Student: Luke Bechta    Date: Tuesday September 15th 2009 22:22
Journal Entry:  
            When I read the information from this week about how the early “scientists” from the 18th and 19th centuries determined the value of different human beings and how their theories came to impact the people considered “not desirable” then it made me cringe.  These guys theorized things such as for example that intelligence was genetically inherited, that Africans were inferior because of the fact that, they had not constructed a civilization that resembled that of Europeans, and that the intelligence of some dogs was higher than that of some aboriginal Indians. Not only that, they were biased in their observations and included “evidence” in their writings and findings that only supported their biased views, and none that disproved them. Just like Graves described, they based their findings on pseudoscience because what they proposed could not really be scientifically tested or proven, but it also seems like they also deliberately twisted the information by not including any evidence that disproved their theories. How this was not recognized and their theories not questioned more, baffles me.

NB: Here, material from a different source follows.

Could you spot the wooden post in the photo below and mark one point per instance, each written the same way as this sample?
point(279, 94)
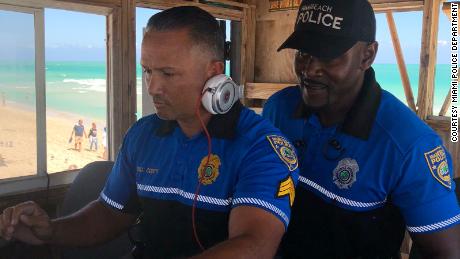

It shows how much racism and ignorance existed in society back then. People could have questioned these theories more but just chose not to because it was easier to just accept them as facts. I have a lot of problems with these Harvard intellectuals who completely accepted these theories as facts. If your IQ is so big, if you come from wealthy and influential families, there is a very good chance that you were sent off to the best schools that your money could afford. In these schools, you should have been taught to think for yourself and only accept theories that were supported by some sort of consistent scientific evidence. This is especially true if you’re enrolled at an institution such as Harvard. These “intellectuals” who accepted these findings not only accepted them without actually questioning them in any way, but also formed organizations such as the Immigration Restriction League. The consequences of these findings also led to the Immigration Act of 1924, and also helped to bring about the racist ideology of the Nazis.
In my opinion, the individuals who attempted to portray other races and nationalities as inferior by knowingly squewing the evidence to support their theories and throwing out evidence that disproved them are criminals who should have been locked up.